AIE: Auction Information Enhanced Framework for CTR Prediction in Online Advertising
Yang Yang, Bo Chen, Chenxu Zhu, Menghui Zhu, Xinyi Dai, Huifeng Guo, Muyu Zhang, Zhenhua Dong, Ruiming Tang
TL;DR
This paper tackles CTR prediction in online advertising under a highly dynamic auction environment, where traditional models suffer from auction-induced data bias. It introduces Auction Information Enhanced Framework (AIE), comprising two training-time modules: Adaptive Market-price Auxiliary Module (AM2) and Bid Calibration Module (BCM), designed to exploit posterior auction signals without increasing inference latency. AM2 learns a fine-grained market-price auxiliary task via a scenario-conditioned dynamic network, while BCM reweights high-bid positive samples to calibrate the training distribution toward the online target. Across public and industrial datasets, plus a one-month online A/B test, AIE yields consistent gains in AUC and revenue-oriented metrics (eCPM, Rev, RevNDCG) and demonstrates strong compatibility with diverse backbones, reducing predicted bias and improving practical impact.
Abstract
Click-Through Rate (CTR) prediction is a fundamental technique for online advertising recommendation and the complex online competitive auction process also brings many difficulties to CTR optimization. Recent studies have shown that introducing posterior auction information contributes to the performance of CTR prediction.
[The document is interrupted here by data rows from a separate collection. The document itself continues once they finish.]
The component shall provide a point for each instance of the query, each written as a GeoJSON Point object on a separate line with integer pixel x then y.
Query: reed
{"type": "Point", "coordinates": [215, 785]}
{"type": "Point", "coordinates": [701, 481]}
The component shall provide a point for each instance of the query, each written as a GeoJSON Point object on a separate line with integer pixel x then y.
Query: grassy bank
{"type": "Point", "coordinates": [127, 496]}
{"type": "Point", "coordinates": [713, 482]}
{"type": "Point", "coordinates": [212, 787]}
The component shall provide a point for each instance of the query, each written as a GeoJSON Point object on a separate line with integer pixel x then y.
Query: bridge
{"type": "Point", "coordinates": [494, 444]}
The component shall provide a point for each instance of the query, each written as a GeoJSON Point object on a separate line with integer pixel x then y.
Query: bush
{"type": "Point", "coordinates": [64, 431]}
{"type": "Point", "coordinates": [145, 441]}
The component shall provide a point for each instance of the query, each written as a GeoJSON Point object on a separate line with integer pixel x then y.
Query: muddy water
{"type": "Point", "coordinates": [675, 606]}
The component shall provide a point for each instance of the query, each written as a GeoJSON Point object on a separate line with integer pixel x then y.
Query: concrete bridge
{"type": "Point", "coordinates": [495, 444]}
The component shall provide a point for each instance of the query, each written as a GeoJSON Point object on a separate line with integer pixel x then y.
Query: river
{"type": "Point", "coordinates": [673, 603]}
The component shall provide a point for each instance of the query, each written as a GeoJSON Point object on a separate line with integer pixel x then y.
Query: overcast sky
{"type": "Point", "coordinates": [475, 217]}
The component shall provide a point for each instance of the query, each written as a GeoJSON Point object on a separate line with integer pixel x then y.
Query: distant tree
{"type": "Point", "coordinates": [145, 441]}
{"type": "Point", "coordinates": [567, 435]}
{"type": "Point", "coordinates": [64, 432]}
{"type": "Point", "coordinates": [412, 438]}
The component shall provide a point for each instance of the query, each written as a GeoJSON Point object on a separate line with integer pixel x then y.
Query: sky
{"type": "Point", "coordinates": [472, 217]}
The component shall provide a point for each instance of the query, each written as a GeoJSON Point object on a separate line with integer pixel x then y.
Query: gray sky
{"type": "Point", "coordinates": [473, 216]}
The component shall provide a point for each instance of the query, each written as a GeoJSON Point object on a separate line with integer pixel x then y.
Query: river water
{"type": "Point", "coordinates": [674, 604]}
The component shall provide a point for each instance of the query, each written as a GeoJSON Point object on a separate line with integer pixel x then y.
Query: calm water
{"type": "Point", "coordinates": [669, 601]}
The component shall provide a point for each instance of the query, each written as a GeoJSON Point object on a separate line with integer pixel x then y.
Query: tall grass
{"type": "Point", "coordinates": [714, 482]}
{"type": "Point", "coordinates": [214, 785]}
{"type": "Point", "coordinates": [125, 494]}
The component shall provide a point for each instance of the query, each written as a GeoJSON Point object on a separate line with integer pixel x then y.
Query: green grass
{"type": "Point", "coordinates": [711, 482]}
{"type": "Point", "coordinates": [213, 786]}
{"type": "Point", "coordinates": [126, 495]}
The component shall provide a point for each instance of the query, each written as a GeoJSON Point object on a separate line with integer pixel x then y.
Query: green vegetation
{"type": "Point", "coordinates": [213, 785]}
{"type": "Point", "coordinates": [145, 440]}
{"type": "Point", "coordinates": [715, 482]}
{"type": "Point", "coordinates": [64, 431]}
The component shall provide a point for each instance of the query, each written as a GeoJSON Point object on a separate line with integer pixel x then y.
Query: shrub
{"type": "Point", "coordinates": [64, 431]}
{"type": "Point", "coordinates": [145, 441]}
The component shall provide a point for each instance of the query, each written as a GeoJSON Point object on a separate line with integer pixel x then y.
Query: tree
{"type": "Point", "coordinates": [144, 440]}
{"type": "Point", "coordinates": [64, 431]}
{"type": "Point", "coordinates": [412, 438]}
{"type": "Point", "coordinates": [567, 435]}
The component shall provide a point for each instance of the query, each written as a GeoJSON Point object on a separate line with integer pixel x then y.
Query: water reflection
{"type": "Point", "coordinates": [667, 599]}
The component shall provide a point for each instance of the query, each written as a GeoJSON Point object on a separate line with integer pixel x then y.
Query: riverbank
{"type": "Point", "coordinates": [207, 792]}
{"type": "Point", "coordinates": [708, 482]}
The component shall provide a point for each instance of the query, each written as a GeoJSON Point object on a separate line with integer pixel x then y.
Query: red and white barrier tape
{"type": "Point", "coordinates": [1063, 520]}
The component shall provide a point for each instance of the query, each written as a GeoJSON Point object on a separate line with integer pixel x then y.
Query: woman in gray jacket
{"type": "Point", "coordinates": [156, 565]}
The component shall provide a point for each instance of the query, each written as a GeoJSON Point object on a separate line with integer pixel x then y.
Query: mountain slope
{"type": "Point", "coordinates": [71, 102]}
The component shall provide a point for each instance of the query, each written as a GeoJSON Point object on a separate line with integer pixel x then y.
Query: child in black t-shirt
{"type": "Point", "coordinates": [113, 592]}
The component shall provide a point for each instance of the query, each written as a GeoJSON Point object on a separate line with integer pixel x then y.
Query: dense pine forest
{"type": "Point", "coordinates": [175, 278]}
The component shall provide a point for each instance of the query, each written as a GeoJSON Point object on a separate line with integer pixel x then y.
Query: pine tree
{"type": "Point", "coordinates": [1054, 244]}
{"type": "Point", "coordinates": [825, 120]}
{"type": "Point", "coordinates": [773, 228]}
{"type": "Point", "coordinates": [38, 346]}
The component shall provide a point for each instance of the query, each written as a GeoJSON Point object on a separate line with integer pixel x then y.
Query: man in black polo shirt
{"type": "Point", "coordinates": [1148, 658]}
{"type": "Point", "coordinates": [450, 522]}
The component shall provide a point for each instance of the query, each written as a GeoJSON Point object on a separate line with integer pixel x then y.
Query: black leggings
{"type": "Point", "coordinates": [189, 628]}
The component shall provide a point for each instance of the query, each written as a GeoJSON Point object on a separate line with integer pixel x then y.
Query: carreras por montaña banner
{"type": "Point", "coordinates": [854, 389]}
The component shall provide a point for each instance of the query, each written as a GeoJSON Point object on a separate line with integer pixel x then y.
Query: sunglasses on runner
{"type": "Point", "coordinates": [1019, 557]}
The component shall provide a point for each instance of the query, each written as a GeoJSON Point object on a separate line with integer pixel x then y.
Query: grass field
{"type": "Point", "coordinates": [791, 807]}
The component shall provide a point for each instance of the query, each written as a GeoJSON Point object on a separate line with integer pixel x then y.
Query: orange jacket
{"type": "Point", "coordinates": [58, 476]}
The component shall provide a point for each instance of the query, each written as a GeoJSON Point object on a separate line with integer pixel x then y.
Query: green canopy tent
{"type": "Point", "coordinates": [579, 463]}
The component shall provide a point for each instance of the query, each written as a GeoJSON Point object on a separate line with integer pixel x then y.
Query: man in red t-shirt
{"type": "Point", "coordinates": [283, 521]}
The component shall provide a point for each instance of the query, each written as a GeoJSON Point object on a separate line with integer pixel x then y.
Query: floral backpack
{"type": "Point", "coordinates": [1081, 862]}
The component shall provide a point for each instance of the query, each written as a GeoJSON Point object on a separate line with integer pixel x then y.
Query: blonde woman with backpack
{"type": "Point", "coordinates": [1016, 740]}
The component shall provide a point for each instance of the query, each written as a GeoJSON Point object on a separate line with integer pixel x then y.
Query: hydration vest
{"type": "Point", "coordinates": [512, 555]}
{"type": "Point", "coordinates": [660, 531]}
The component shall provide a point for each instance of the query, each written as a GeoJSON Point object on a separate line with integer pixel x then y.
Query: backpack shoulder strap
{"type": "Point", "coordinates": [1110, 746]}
However, existing work doesn't fully capitalize on the benefits of auction information and overlooks the data bias brought by the auction, leading to biased and suboptimal results. To address these limitations, we propose Auction Information Enhanced Framework (AIE) for CTR prediction in online advertising, which delves into the problem of insufficient utilization of auction signals and first reveals the auction bias. Specifically, AIE introduces two pluggable modules, namely Adaptive Market-price Auxiliary Module (AM2) and Bid Calibration Module (BCM), which work collaboratively to excavate the posterior auction signals better and enhance the performance of CTR prediction. Furthermore, the two proposed modules are lightweight, model-agnostic, and friendly to inference latency. Extensive experiments are conducted on a public dataset and an industrial dataset to demonstrate the effectiveness and compatibility of AIE. Besides, a one-month online A/B test in a large-scale advertising platform shows that AIE improves the base model by 5.76% and 2.44% in terms of eCPM and CTR, respectively.